Practical implication for your nanoGPT/nanochat work
For a 124M model, your highest-leverage moves are, in order:
- Domain-narrow it. A 124M model that does one thing (e.g. only Python completion) is far better than a generalist 124M. Restrict the pretraining/finetune distribution.
- Heavy SFT with explicit instruction→output pairs, formatted exactly as you’ll prompt at inference. Small models are extremely format-sensitive — the prompt template is part of the task representation. Train-time and test-time formatting mismatch destroys small-model performance disproportionately.

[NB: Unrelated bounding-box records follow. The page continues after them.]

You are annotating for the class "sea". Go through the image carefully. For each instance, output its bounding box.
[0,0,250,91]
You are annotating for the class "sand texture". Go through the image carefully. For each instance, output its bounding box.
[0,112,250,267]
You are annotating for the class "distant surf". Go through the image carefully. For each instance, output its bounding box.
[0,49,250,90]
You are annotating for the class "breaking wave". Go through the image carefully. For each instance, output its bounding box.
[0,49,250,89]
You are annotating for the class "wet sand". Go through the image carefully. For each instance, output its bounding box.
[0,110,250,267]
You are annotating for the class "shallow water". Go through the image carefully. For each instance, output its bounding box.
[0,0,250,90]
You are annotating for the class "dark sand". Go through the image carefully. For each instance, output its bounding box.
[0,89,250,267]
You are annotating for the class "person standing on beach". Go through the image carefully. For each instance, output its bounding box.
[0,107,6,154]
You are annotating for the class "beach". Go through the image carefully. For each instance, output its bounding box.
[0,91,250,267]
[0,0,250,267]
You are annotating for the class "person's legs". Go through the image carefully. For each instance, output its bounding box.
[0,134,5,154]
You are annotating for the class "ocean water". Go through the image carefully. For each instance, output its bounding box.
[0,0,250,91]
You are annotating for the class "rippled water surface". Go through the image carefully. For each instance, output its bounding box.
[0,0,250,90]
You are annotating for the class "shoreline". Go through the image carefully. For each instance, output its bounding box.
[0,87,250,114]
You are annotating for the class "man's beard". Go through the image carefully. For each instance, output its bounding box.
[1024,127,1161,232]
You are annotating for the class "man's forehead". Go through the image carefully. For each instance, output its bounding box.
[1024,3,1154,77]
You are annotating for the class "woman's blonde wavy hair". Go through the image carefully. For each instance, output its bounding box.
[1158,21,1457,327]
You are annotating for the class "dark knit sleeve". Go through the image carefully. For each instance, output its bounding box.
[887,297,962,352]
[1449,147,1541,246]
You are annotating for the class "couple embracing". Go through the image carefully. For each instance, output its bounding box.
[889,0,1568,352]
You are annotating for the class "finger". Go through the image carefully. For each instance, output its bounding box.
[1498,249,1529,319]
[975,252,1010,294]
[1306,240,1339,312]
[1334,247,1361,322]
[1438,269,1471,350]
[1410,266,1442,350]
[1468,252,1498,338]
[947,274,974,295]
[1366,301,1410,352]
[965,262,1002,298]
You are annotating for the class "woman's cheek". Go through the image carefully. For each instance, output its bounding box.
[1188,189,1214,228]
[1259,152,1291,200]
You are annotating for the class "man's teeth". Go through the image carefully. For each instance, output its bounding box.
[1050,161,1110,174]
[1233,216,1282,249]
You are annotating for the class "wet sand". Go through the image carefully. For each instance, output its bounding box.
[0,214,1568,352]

- Keep prompts verbose and few-shot at inference. This is the right call, not a failure — you’re compensating for missing parametric priors with context. Don’t fight it.
- Consider distillation from a large model (logit/sequence-level KD) — for a fixed 124M budget, distilled models beat from-scratch SFT because the targets carry the large model’s task conditioning.
The one-line summary: at 124M, behavior is context-dominated, not weight-dominated, so verbose prompts aren’t a workaround — they’re the operating regime. Post-training helps, scale helps more, and the cheapest path to “terse prompts work” is narrowing the task domain rather than improving the prompting.
References:
- Language Models are Few-Shot Learners (GPT-3)
- Training language models to follow instructions (InstructGPT)
- Emergent Abilities of Large Language Models
- Scaling Laws for Neural Language Models (Kaplan et al.)
- Distilling the Knowledge in a Neural Network (Hinton et al.)